Trolleys, the Green & the Shoreline
For visitors looking for things to do in East Haven, Connecticut:
- Ride century-old streetcars at the Shore Line Trolley Museum, running the Branford Electric Railway along the marsh.
- See the Old Stone Church (1774) and the historic Town Green at the heart of the old village.
- Walk Farm River State Park, with tidal marshes, quiet coves, and shoreline birding.
- Relax at the Town Beach on Long Island Sound, with gentle water and family picnicking.
- Visit the East Haven Historical Society for the Iron Works Village and trolley-era story.
Why People Visit East Haven
Visitors come to East Haven for an unhurried slice of the Connecticut shore: a ride on a hundred-year-old trolley, a stroll past one of New England's oldest stone churches, and an afternoon on a quiet Sound-side beach. Salt marshes and shoreline trails sit a few minutes from the Town Green, and New Haven's museums and harbor are right next door. Equal parts colonial heritage and easy coastal living, East Haven rewards anyone drawn to the working shoreline of Long Island Sound.
Wear the History
Kindred Cities
We're glad to welcome visitors from Brighton, England and Deauville, France (bienvenue) — fellow seaside towns of the boardwalk and the summer crowd.
The summer trade binds East Haven to Brighton and Deauville. Brighton is England's great seaside resort, all pier and pebbles; Deauville the chic Normandy beach town of boardwalks and parasols; East Haven has its own shoreline on Long Island Sound, where the cottages fill the moment the weather turns.

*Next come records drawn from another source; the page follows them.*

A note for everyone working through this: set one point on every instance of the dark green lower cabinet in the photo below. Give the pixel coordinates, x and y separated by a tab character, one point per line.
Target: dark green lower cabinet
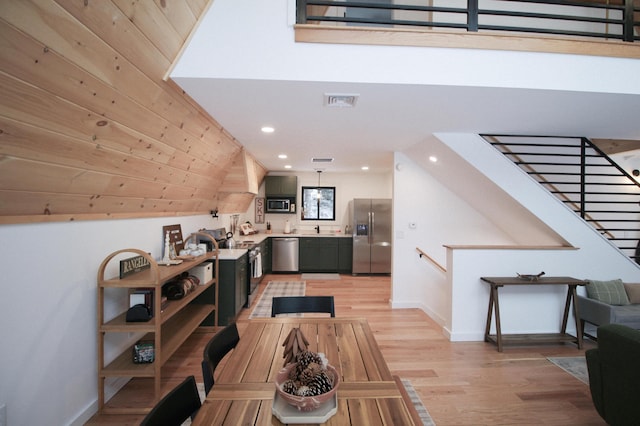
345	255
233	288
265	251
325	254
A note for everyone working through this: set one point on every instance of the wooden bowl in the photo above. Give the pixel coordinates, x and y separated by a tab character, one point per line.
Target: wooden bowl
305	403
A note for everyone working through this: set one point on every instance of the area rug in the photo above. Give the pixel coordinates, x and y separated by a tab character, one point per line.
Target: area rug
576	366
417	402
413	395
276	289
325	277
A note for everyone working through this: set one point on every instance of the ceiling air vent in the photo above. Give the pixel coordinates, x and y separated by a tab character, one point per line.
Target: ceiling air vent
340	100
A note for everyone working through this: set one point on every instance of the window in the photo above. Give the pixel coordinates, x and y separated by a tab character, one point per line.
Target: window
318	203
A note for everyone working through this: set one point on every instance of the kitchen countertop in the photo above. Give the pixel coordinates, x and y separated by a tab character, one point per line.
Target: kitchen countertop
235	254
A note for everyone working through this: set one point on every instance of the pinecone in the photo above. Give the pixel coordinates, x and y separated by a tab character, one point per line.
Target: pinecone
321	383
312	370
304	391
290	387
305	358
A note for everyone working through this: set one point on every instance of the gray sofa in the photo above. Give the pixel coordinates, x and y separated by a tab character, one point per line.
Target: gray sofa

Salt air and a season everyone waits for.
If summer means the shore where you come from, East Haven will feel right: a beach on the Sound, a stretch to stroll, and the easy rhythm of a town that lives for the warm months. Come and visit us soon.
When you plan the trip, the Town of East Haven and the Connecticut Office of Tourism are the place to start.
Wear the History
For deeper reading on the East Haven history described here — the 1655 first Connecticut iron works at Lake Saltonstall and Iron Works Village, the 1774 Old Stone Church and the Town Green, the 1779 Revolutionary raid and Lafayette's encampment on the Green, the 1785 incorporation as a separate town from New Haven, and the Branford Electric Railway at the Shore Line Trolley Museum — it may be useful to consult (1) the East Haven Historical Society, (2) the Connecticut State Library and State Archives, (3) the New Haven Museum and Whitney Library, (4) the East Haven town clerk's records office, and (5) the Shore Line Trolley Museum. For travel and visitor information, it may be useful to contact (1) the Town of East Haven and the Connecticut Office of Tourism, (2) the East Haven Chamber of Commerce, (3) the East Haven Parks and Recreation Department, (4) the Connecticut state parks office, and (5) the regional transit and Tweed-New Haven Airport information desks.